We went down to the beach side. It's sort of hot and muggy, all the time, and when Hurricane Katrina went through it pretty much uprooted everything off the beach, leaving debris and foundation and a strange smell of death. Things change little in two years, I've learned.
It's not like I haven't been to a beach in a while; on the contrary, we go in Florida every couple of years, but you get used to soft, hot sand on your feet and clean waves and clear-cut shorelines, you kind of forget that a beach is just like anything else and not all of them are beautiful.
There wasn't much of a shoreline. It lay jagged, small bodies of ocean water separated by the land, like small islands. The waves were low and the sand where the tide is highest was packed and muddy and cut with the lines of the waves. We found two hermit crabs, scuttling their way across the beach and hiding in their shells for little afternoon naps. We took pictures in the shallow waves and fell into sink holes, and I wouldn't go back in the water as I watched the dark, inky cloud of mud rise and swirl across my vision. We found two dead crawfish and Queen Arachnia almost stepped on a jellyfish floating, like it was suspended in time, in one of the cuts of water across the beach.
We came across a jellyfish, fully intact, laying in the sun, too far away from the water to reach. We took a picture and I saw it shutter and move, breathing, as if it were gasping in the air. It was evening and I wondered if the tide would rise enough to wash it back to sea before it died. QA filled a hermit crab's shell with water to dump on the jellyfish. The crab poked it's eyes out of the shell, glaring and silent.
We trudged from the water and across the beach, my mind heavy with bitterness that this awful city didn't even have a decent beach to offer; it gave us, instead, cuts and isles of dirty water and black sand and death.

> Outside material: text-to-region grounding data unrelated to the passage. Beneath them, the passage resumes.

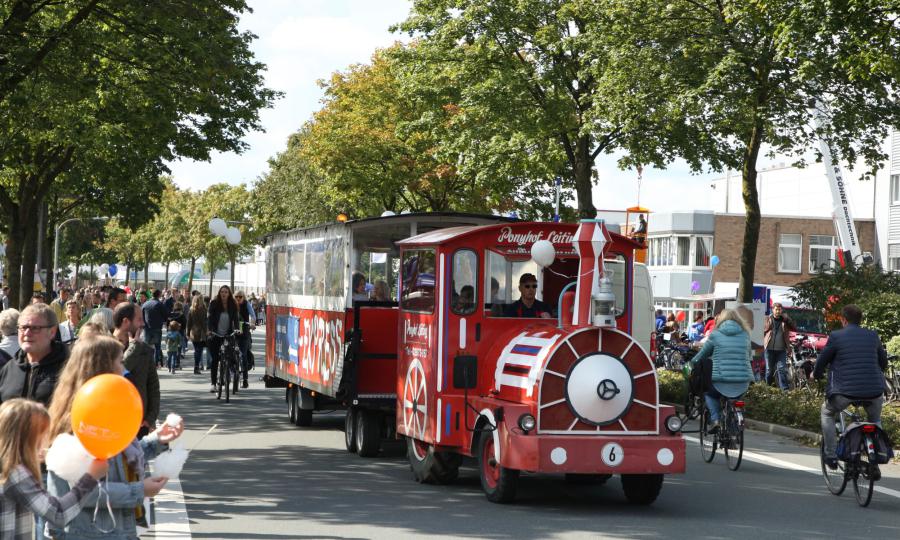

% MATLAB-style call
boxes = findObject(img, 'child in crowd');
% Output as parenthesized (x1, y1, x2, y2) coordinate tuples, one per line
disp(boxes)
(166, 321, 183, 374)
(0, 399, 108, 539)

I caught a flicker of movement in the water. The water rippled again. Before long, I could see the sliver bodies of hundreds of minnows, scales silver in the sun, leaping from the ocean that before offered not movement or life beyond the summer breeze. QA found a flopping minnow on the shore and in one solid scoop tossed it into the water. They danced back and forth, leaping from the water and landing in streaks, hundreds of little splashes, so alive.
1 comment:
I ain't Shakespeare either...but that jelly fish was toast...and the hermit crab had it comin'. Besides, he seemed happy enough after he posed for my frog shot on the beach.
Hope you also remember the most important thing we saw on the beach that day. Though betrayed and beaten by nature, reeking with the smells that accompany the ravages of devastation among the living, the children played in that tainted water only 100 yards away, the hermit crabs scuffled through the sand, sporting their new and improved homes, the little silver fish danced from puddle to puddle, void of any envy for clearer, less scarred waters, and the beautiful trees that had once grown near the beach front had been transformed into carvings that saluted the life that populated the once beautiful waters of that little stretch of land. By the time we went home, despite the lingering smell of the recent past that clung to my nostrils and warded off any craving for sea food I may have otherwise been tempted to indulge, I enjoyed my small microwave dinner knowing that only a half a mile away…just along a scarred and abandoned shoreline, life was proving its humble determination…not just to continue, but to truly live. I'm pretty sure was the most important thing at the beach that day. That and the funny sink hole that you fell in.
...and the daggon hermit crab is fine.